(reposted from my comments at http://lwn.net/Articles/593918/)
I may have thought of a way to subvert SEAL_WRITE using O_DIRECT and asynchronous I/O. I am not sure if this is a real problem or not, but better to ask, right?
The exploit would go like this:
1) mmap() the shared memory 2) open some *other* file with O_DIRECT 3) prepare a read-type iocb for the *other* file pointing to the mmap()ed memory 4) io_submit(), but don't wait for it to complete 5) munmap() the shared memory 6) SEAL_WRITE the shared memory 7) the "sealed" memory is overwritten by DMA from the disk drive at some point in the future when the I/O completes
So this exploit effectively changes the contents of the supposedly write-protected memory after SEAL_WRITE is granted.

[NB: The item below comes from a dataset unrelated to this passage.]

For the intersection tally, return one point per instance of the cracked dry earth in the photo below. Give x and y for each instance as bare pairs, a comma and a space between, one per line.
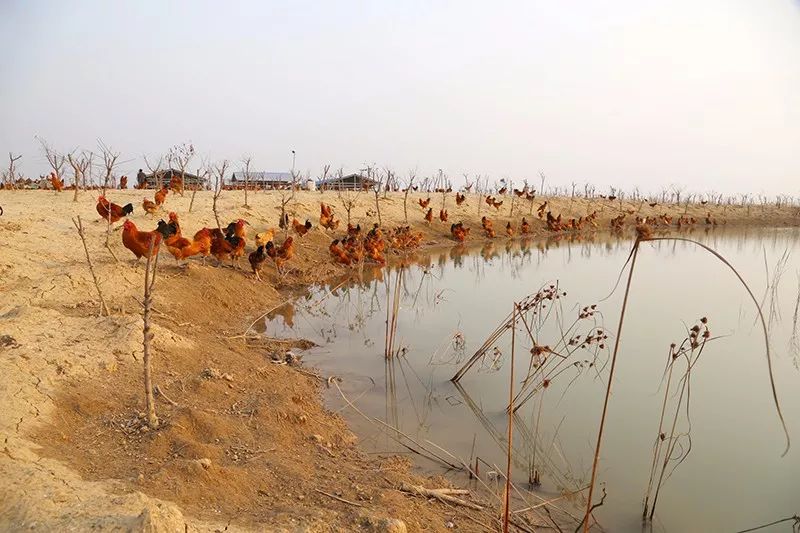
244, 445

For O_DIRECT the kernel pins the submitted pages in memory for DMA by incrementing the page reference counts when the I/O is submitted, allowing the pages to be modified by DMA even if they are no longer mapped in the address space of the process. This is different from a regular read(), which uses the CPU to copy the data and will fail if the pages are not mapped.
I am sure there are also other direct I/O mechanisms in the kernel that can be used to setup a DMA transfer to change the contents of unmapped memory; the SCSI generic driver comes to mind.
I suppose SEAL_WRITE could iterate over all the pages in the file and check to make sure no page refcount is greater than the "expected" value, and return an error instead of granting the seal if a page is found with an unexpected extra reference that might have been added by e.g. get_user_pages() for direct I/O. But looking over shmem_set_seals() in patch 2/6, it doesn't seem to do that.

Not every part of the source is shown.